Allied Nevada Gold (TSX: ANV; NYSE-MKT: ANV), like many gold producers, has been taking steps to strengthen its balance sheet and recently announced the sale of a non-core asset in Nevada.
In late January, the Reno, Nev.-based firm said it agreed to sell its Hasbrouck property to Vancouver-based West Kirkland Mining (TSXV:WKM; US-OTC: WKLDF) for US$30 million.
The property, located in Esmeralda County, contains two oxidized, low-sulphidation, epithermal vein deposits: Hasbrouck and Three Hills. Hasbrouck contains 1.6 million inferred equivalent oz. gold, while the nearby Three Hills deposit contains 133,600 indicated oz. gold.
A preliminary economic assessment, conducted in 2012, envisions mining the property as an open-pit, heap-leach operation.
In exchange for a 75% interest in Hasbrouck, West Kirkland is required to pay US$20 million when the deal closes, which should occur no later than April 24. It can acquire the remaining 25% by providing another US$10 million within 30 months of closing.
If the junior explorer fails to make the final payment or if Allied Nevada chooses to retain a 25% interest, the miner will place the property into a joint venture, where West Kirkland will hold a 75% stake.
To help fund the transaction, West Kirkland recently completed a non-brokered private placement where it sold 11.9 million shares priced at 10¢ apiece to raise $1.2 million in funds, of which it allocated US$500,000 for the non-refundable deposit it paid Allied Nevada upon entering the sales agreement.
Commenting on the transaction, BMO analyst Brian Quast, who covers Allied Nevada, says the sale price is below his 10% net present value of US$91 million for the property. That said, he notes “shoring up the balance sheet should take priority in this [low gold-price] environment.” Quast cautions that completing the transaction depends on West Kirkland securing more funds, noting the smaller firm generates no income.

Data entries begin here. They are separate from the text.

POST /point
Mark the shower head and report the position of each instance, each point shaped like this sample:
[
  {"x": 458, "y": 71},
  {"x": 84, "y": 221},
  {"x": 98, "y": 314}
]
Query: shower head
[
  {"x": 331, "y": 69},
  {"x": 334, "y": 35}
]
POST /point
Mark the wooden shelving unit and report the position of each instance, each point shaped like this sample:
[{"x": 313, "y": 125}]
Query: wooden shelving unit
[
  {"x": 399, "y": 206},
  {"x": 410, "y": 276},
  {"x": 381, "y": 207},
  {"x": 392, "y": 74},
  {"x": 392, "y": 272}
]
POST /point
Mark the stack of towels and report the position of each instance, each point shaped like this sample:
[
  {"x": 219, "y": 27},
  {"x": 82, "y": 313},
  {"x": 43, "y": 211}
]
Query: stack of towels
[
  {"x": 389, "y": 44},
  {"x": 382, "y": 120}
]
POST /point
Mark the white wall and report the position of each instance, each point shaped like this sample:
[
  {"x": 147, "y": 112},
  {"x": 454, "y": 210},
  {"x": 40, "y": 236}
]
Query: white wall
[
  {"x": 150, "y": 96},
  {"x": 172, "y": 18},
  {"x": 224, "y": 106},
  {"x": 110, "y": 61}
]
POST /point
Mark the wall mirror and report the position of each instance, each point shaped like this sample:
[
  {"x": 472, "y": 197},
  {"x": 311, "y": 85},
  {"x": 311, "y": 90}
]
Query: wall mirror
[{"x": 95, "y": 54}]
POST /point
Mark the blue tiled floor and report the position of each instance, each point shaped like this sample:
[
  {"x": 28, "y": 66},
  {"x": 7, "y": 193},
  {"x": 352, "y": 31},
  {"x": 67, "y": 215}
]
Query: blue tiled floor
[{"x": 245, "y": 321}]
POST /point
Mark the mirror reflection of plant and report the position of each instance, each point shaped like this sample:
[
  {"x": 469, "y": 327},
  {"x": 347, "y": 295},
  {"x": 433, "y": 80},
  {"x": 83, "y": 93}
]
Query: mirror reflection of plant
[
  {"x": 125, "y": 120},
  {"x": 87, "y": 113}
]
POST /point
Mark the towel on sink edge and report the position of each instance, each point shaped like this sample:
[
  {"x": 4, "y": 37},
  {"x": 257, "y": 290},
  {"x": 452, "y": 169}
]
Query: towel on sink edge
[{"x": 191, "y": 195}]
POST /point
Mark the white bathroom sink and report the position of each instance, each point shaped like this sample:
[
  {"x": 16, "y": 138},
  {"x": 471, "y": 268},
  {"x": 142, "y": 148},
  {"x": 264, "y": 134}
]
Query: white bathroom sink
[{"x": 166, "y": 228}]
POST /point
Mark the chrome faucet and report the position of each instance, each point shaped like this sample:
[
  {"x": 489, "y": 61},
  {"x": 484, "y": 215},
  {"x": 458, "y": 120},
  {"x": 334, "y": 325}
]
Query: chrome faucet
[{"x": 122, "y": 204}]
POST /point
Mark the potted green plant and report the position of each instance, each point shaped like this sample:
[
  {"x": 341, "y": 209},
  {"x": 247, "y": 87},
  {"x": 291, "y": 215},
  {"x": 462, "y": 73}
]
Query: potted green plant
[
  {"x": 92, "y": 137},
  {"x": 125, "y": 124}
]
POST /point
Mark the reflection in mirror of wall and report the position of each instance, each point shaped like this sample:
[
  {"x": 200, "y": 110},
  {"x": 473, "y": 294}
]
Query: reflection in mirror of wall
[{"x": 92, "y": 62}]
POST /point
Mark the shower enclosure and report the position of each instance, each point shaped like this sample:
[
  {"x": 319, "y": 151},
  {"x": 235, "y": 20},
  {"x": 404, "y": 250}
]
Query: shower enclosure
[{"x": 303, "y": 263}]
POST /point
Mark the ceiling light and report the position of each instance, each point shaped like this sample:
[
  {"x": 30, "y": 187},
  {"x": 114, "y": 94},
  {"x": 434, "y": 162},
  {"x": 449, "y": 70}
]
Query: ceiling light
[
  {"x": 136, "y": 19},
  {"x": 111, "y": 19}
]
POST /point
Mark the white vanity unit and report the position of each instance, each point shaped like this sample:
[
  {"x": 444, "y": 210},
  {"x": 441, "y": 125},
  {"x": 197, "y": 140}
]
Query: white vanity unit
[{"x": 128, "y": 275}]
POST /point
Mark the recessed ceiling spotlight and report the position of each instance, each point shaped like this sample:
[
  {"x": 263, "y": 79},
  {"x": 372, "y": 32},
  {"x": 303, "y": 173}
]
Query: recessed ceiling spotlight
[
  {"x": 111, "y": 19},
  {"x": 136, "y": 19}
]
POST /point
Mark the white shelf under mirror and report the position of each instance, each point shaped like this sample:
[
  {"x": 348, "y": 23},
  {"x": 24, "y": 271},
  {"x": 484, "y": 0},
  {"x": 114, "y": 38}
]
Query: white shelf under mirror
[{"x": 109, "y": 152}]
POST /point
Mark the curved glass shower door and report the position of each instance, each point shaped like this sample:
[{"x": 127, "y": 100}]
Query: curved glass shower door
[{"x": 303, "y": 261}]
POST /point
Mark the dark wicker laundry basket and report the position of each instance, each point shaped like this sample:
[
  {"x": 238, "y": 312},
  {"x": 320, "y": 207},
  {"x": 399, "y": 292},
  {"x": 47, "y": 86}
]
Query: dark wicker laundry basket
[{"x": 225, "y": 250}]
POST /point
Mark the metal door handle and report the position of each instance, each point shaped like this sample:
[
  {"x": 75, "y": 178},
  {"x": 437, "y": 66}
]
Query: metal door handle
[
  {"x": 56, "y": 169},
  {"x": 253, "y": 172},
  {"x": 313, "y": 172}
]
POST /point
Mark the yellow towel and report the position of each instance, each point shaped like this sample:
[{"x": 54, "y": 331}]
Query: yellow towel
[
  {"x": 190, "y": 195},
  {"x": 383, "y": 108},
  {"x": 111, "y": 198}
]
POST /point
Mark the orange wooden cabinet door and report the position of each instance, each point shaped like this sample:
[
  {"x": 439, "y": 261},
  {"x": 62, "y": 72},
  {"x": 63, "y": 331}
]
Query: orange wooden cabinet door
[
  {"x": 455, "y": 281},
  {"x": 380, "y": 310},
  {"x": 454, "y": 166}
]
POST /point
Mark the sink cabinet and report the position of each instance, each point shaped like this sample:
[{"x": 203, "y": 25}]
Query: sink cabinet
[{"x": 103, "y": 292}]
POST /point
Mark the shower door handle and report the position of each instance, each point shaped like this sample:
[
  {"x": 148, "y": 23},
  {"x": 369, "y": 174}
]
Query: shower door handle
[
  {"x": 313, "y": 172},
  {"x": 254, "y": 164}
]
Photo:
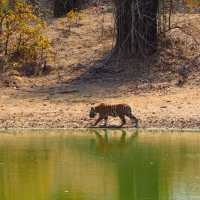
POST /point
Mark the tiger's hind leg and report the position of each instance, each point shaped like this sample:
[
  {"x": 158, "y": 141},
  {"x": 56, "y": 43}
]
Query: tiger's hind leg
[
  {"x": 123, "y": 120},
  {"x": 133, "y": 119},
  {"x": 98, "y": 120},
  {"x": 105, "y": 121}
]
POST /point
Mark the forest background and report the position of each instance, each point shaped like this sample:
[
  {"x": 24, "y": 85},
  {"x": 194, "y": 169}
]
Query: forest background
[{"x": 57, "y": 58}]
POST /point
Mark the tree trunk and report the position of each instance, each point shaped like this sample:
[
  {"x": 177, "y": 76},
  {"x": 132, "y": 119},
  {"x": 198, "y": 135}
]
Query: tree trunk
[
  {"x": 136, "y": 25},
  {"x": 64, "y": 6}
]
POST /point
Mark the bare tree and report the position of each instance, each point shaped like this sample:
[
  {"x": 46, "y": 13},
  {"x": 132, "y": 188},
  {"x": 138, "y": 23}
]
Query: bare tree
[{"x": 136, "y": 24}]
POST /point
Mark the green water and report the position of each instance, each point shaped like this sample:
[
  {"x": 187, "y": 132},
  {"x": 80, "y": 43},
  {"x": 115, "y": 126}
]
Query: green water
[{"x": 99, "y": 164}]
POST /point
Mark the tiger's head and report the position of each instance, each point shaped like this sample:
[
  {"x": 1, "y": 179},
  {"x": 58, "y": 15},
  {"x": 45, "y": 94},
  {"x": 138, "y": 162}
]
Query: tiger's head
[{"x": 92, "y": 112}]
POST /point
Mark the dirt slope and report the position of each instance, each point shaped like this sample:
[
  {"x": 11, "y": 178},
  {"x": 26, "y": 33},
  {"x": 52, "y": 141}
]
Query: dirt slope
[{"x": 62, "y": 99}]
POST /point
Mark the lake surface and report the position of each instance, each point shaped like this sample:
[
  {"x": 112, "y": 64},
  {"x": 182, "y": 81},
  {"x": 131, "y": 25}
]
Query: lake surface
[{"x": 99, "y": 164}]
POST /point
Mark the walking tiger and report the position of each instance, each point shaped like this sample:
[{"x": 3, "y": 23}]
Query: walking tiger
[{"x": 117, "y": 110}]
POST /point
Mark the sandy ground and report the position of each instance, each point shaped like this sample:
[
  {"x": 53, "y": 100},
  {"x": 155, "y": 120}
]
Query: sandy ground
[
  {"x": 59, "y": 105},
  {"x": 148, "y": 85}
]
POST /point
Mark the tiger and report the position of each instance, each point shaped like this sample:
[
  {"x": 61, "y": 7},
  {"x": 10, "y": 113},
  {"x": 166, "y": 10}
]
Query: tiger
[{"x": 117, "y": 110}]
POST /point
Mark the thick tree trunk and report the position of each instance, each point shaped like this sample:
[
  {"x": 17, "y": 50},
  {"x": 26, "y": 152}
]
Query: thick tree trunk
[{"x": 136, "y": 25}]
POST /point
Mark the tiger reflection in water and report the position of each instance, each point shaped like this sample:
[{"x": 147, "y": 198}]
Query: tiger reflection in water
[{"x": 117, "y": 110}]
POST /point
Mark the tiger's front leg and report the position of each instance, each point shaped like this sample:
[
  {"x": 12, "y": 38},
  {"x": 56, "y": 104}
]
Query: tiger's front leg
[
  {"x": 105, "y": 121},
  {"x": 98, "y": 120},
  {"x": 123, "y": 120}
]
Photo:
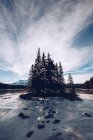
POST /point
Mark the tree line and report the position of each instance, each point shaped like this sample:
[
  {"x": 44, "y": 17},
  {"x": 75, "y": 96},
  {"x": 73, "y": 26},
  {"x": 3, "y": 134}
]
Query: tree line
[
  {"x": 46, "y": 77},
  {"x": 88, "y": 84}
]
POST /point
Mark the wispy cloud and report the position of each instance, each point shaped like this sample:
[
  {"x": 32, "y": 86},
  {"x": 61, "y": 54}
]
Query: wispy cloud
[{"x": 51, "y": 25}]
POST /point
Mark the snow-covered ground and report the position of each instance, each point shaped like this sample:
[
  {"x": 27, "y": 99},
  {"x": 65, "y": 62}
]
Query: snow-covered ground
[{"x": 72, "y": 123}]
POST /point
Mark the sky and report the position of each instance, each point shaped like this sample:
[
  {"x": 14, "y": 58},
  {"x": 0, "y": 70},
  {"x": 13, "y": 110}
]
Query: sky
[{"x": 62, "y": 27}]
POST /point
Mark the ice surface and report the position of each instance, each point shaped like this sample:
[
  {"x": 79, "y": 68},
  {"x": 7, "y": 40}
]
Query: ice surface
[{"x": 73, "y": 124}]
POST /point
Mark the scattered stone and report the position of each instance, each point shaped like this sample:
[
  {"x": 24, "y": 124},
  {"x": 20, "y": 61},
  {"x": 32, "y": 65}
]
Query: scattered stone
[
  {"x": 25, "y": 108},
  {"x": 54, "y": 129},
  {"x": 29, "y": 134},
  {"x": 43, "y": 121},
  {"x": 87, "y": 114},
  {"x": 48, "y": 121},
  {"x": 23, "y": 116},
  {"x": 40, "y": 126},
  {"x": 56, "y": 121}
]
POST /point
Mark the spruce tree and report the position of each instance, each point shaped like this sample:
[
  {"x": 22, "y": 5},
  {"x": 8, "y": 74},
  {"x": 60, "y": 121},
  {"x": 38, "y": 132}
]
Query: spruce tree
[{"x": 71, "y": 85}]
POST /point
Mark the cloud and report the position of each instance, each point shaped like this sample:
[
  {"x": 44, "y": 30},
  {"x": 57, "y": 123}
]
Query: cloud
[{"x": 51, "y": 25}]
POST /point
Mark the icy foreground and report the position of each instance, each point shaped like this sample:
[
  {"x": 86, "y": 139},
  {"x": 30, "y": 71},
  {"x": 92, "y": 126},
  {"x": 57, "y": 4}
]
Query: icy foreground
[{"x": 67, "y": 120}]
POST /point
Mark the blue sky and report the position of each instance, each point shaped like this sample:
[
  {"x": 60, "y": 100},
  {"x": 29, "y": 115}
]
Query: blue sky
[{"x": 62, "y": 27}]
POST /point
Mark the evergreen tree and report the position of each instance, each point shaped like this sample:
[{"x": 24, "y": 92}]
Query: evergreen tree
[
  {"x": 45, "y": 77},
  {"x": 71, "y": 85}
]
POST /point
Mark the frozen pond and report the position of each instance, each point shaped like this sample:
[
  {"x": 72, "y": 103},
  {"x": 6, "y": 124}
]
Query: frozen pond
[{"x": 73, "y": 124}]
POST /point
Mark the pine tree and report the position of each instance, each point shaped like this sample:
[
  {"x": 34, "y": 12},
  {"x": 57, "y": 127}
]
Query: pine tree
[
  {"x": 45, "y": 77},
  {"x": 61, "y": 79},
  {"x": 71, "y": 85}
]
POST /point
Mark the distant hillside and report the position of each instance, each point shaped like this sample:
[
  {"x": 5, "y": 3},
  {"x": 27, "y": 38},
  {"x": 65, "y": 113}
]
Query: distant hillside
[
  {"x": 88, "y": 84},
  {"x": 20, "y": 82}
]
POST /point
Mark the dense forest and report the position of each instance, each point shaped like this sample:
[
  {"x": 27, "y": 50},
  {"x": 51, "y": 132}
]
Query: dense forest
[
  {"x": 9, "y": 86},
  {"x": 47, "y": 78}
]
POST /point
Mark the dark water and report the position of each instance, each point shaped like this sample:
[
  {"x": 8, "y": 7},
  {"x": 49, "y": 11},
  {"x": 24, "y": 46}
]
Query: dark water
[{"x": 73, "y": 125}]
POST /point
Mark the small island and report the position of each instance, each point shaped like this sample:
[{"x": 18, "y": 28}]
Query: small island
[{"x": 46, "y": 79}]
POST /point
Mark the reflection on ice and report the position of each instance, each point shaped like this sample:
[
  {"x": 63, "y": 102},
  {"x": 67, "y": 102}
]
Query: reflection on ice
[{"x": 72, "y": 126}]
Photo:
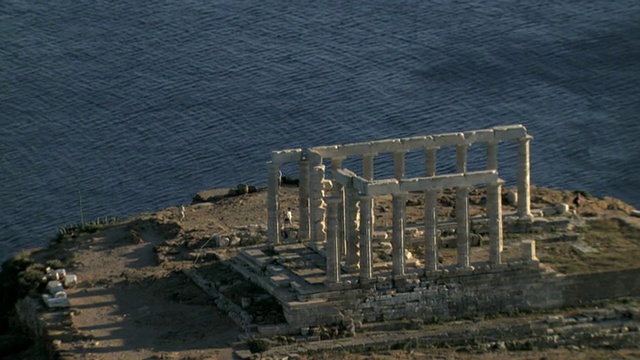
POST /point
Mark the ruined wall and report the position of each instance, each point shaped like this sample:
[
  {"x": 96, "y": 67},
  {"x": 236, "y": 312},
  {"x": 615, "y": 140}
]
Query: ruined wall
[{"x": 488, "y": 290}]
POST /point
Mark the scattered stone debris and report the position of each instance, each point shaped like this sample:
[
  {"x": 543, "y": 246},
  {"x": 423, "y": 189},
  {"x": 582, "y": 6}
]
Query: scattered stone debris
[{"x": 58, "y": 281}]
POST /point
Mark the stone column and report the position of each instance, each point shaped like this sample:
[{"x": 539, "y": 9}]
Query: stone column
[
  {"x": 431, "y": 214},
  {"x": 338, "y": 190},
  {"x": 399, "y": 207},
  {"x": 398, "y": 164},
  {"x": 492, "y": 155},
  {"x": 303, "y": 232},
  {"x": 494, "y": 210},
  {"x": 431, "y": 230},
  {"x": 272, "y": 204},
  {"x": 462, "y": 219},
  {"x": 366, "y": 253},
  {"x": 528, "y": 248},
  {"x": 524, "y": 186},
  {"x": 353, "y": 229},
  {"x": 317, "y": 205},
  {"x": 332, "y": 245},
  {"x": 462, "y": 210}
]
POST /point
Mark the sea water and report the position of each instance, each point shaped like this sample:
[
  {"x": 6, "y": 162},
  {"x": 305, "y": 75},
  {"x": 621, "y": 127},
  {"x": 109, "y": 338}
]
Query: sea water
[{"x": 113, "y": 108}]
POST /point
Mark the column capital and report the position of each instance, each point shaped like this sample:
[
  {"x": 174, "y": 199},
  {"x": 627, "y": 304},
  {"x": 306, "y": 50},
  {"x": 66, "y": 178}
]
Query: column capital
[{"x": 333, "y": 199}]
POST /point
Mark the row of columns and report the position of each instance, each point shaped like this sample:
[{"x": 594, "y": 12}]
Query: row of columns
[
  {"x": 312, "y": 187},
  {"x": 348, "y": 230},
  {"x": 359, "y": 252}
]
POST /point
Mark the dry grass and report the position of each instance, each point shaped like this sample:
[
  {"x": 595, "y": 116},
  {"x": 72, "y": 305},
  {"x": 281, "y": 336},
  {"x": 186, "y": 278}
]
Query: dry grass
[{"x": 615, "y": 245}]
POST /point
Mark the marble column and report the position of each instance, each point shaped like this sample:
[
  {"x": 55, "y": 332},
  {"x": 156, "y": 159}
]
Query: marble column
[
  {"x": 399, "y": 207},
  {"x": 303, "y": 232},
  {"x": 338, "y": 190},
  {"x": 494, "y": 210},
  {"x": 431, "y": 214},
  {"x": 317, "y": 205},
  {"x": 333, "y": 239},
  {"x": 462, "y": 229},
  {"x": 524, "y": 178},
  {"x": 353, "y": 230},
  {"x": 461, "y": 158},
  {"x": 367, "y": 173},
  {"x": 430, "y": 160},
  {"x": 492, "y": 155},
  {"x": 431, "y": 230},
  {"x": 272, "y": 203},
  {"x": 366, "y": 251}
]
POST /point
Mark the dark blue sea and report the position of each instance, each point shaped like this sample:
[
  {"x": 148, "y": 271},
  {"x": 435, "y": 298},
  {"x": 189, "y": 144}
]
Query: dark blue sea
[{"x": 135, "y": 106}]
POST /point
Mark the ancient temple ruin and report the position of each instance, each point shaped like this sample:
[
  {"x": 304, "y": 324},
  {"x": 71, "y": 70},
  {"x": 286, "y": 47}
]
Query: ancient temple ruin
[{"x": 336, "y": 212}]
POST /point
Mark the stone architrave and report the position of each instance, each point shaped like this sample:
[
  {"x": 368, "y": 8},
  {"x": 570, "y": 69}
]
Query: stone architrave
[
  {"x": 353, "y": 229},
  {"x": 333, "y": 240},
  {"x": 399, "y": 207},
  {"x": 367, "y": 173},
  {"x": 431, "y": 213},
  {"x": 462, "y": 210},
  {"x": 304, "y": 230},
  {"x": 524, "y": 178},
  {"x": 461, "y": 158},
  {"x": 492, "y": 155},
  {"x": 494, "y": 210},
  {"x": 272, "y": 203},
  {"x": 398, "y": 164},
  {"x": 462, "y": 229},
  {"x": 317, "y": 205},
  {"x": 399, "y": 210},
  {"x": 431, "y": 230},
  {"x": 366, "y": 251}
]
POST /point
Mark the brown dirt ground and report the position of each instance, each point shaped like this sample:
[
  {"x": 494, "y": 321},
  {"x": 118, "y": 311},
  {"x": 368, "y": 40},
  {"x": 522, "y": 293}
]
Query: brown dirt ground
[{"x": 130, "y": 307}]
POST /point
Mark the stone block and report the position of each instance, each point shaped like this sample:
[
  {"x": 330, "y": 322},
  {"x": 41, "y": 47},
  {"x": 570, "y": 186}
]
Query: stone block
[
  {"x": 550, "y": 211},
  {"x": 281, "y": 280},
  {"x": 449, "y": 139},
  {"x": 510, "y": 132},
  {"x": 285, "y": 156},
  {"x": 54, "y": 287},
  {"x": 562, "y": 208},
  {"x": 486, "y": 135}
]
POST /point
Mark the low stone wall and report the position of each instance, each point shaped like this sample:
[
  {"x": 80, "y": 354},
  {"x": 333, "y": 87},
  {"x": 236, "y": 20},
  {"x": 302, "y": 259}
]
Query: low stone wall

In a move to increase its liquidity, Allied Nevada revised its credit agreement in December with the Bank of Nova Scotia and other lenders. Of note, the bank agreed to remove “certain covenants that had become obstacles with the declining price of gold,” said Stephen Jones, the company’s chief financial officer, in a release.
As a result, the bank reduced Allied Nevada’s US$120-million credit facility to US$40 million, however, added an “accordion feature” that could increase that amount to US$75 million.
Quast says that “while this amended revolver gives Allied Nevada some cash cushion in 2014,” he argues the miner still does not have enough funds to expand its Hycroft heap-leach gold–silver mine near Winnemucca, Nev.
The firm plans to expand its single producing mine by constructing a mill to process the harder sulphide material. It is working on a prefeasibility study for the expansion, and aims to start construction later this year.
Allied Nevada says it will lower its mining rate in 2014, but process higher-grade ore that was previously assigned to the mill. “Guidance for the mined grades in 2014 is 0.48 gram gold per tonne and 12 grams silver per tonne, which is double the [0.24 gram gold and 6.9 grams silver] heap-leach reserve grades reported in the last statement,” Quast writes.
The company is targeting 2014 sales of 230,000 to 250,000 oz. gold and 1.7 million to 2 million oz. silver at expected by-product cash costs of US$825 to $850 per oz. In comparison, it sold 181,941 oz. gold and 858,073 oz. silver last year, with the silver sales falling slightly below its expectations.
Allied Nevada will release its full 2013 financials on Feb. 24.
It gained 4% to close at $5.68 on Feb 11, within a 52-week range of $3.20 to $23.84.
Quast rates the stock as an “underperform speculative,” and has no target price.